Apenas camino unos cientos de metros por un barrio del norte de la ciudad, oigo hablar dos lenguas: no son inglés y francés, ni siquiera dos variantes del español de América; lo que oigo son dos lenguas hasta hace bien poco consideradas extrañas en nuestras ... latitudes: árabe y swajili. Cerca de allí se ha instalado una mezquita pakistaní en los bajos de un edificio de vecinos, donde se dan cita multitud de personas en las fechas conmemorativas de su religión. Dos manzanas más abajo compiten entre sí dos carnicerías árabes, opulentas, con los mostradores repletos de carnes rojas y brillantes.
No lejos de allí, un bar de toda la vida se ha convertido en una taberna sudamericana, cuyas especialidades, publicitadas en una pizarra a pie de calle, desconozco absolutamente. Más allá, un antiguo bar de renombre está regentado ahora por una joven familia china: el local está limpio, el servicio es rápido, venden productos locales y la mujer que atiende la barra habla un español más que aceptable, los precios son ajustados, siempre ponen tapa y los grupos de jubilados hacen cola para tomar un café con pastas o un vino con pan y queso.
Un ruidoso grupo de jóvenes pasan a mi lado: tienen unos rasgos andinos, étnicos, y hablan un español sonoro, musical, del que sin embargo no entiendo casi nada. El domingo por la mañana, un grupo de familias africanas se dirigen a una celebración religiosa: llevan unos vestidos y unos trajes lujosos, exóticos, llamativos, todos van muy pulcros, caminan serios, elegantes, orgullosos, con sus libros en la mano.
Estamos viviendo en una sociedad multicultural, donde gentes venidas de muy lejos siguen practicando sus culturas y costumbres en un espacio diferente y alejado de sus orígenes. Pero lo hacen junto a nosotros, al mismo tiempo que nosotros seguimos practicando nuestras culturas y costumbres (no una, sino varias, por cierto). Y todos convivimos en ese mismo espacio en una especie de tensión unánime, quizá más acuciante en el caso de los emigrados.
Pero es la realidad de nuestras sociedades modernas y occidentales, adonde han emigrado gentes de África (marroquíes y saharauis, pero también senegaleses y congoleños), de América (mejicanos y argentinos, pero también colombianos, venezolanos y ecuatorianos), de Asia (chinos sobre todo, pero también coreanos) y de la misma Europa (no solo rumanos y húngaros, sino también, ahora, ucranianos sobre todo), es decir, gentes de todo el mundo, con sus lenguas, culturas, religiones y costumbres todas diferentes, incluso a veces muy diferentes de las nuestras.
Así es el espacio complejo y conflictivo del multiculturalismo, un fenómeno que está poniendo a prueba el funcionamiento mismo de nuestra sociedad, incluso de nuestros principios, considerados imperecederos e inamovibles hasta hace bien poco.
Ahora bien, el multiculturalismo supone la convivencia de todas esas culturas diferentes, pero separadas (a veces denominadas 'guetos'). Porque cada cultura tiene su espacio lingüístico, su código cultural, su régimen de costumbres, sus normas religiosas y hasta sus pautas de convivencia interna. Y todo ello supone un auténtico 'melting-pot', un enjambre de etnias, una compleja estructura cultural. Esto es debido, lógicamente, a las grandes diferencias que separan unas culturas de otras, y a la falta de una metodología socio-política capaz de permitir la convivencia real y eficaz de todas las culturas sobrevenidas, entre ellas mismas y también junto a las culturas preexistentes.

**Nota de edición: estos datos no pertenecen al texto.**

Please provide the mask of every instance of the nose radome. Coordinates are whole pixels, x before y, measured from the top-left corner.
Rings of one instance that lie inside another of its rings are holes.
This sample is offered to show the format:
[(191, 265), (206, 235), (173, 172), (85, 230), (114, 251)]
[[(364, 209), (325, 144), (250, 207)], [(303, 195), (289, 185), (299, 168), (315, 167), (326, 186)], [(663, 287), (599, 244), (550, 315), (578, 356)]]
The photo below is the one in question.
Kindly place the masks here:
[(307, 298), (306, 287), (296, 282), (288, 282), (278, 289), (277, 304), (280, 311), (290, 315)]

Pero también a los problemas que nos afectan gravemente: crisis económica general, caída de la inversión, falta de tejido industrial, tensiones sociales, conflictos identitarios, inseguridad ciudadana, vaivenes políticos, cambios estructurales de la población y hasta cierta indefinición del sistema educativo.

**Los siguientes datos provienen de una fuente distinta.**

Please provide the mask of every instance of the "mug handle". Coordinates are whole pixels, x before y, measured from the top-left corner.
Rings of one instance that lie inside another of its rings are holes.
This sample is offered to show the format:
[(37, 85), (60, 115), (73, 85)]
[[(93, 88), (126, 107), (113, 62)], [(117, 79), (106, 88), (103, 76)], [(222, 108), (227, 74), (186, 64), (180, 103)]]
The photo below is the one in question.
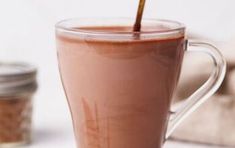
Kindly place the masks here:
[(177, 111), (173, 112), (170, 115), (168, 128), (166, 131), (166, 139), (169, 138), (172, 132), (190, 113), (196, 110), (202, 103), (204, 103), (217, 91), (225, 76), (226, 61), (215, 46), (205, 42), (187, 40), (186, 46), (203, 47), (186, 49), (186, 51), (202, 52), (209, 55), (213, 60), (214, 70), (212, 71), (209, 79), (189, 98), (187, 98), (183, 102), (183, 104), (177, 109)]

Así que debiéramos cambiar el concepto de multiculturalismo por el de interculturalidad, dando lugar a un movimiento regenerador de la nueva sociedad surgida de todos los cambios que ya se han producido y que no tienen vuelta atrás. En este sentido, la interculturalidad es una situación ideal que supondría la interacción efectiva de todas las culturas al mismo nivel, con el mismo valor: todas las lenguas serían igualmente respetadas y practicadas, todas las religiones serían permitidas o reconocidas, todas las costumbres, por muy diferentes que fueran, tendrían la misma pertinencia, en fin, todos los seres humanos, con independencia de su etnia, serían considerados, por fin, iguales.
Un gran desafío, inasumible quizá para algunos. Pero, si no lo aceptamos, nuestros propios principios de humanidad y democracia pronto serán puestos en cuestión.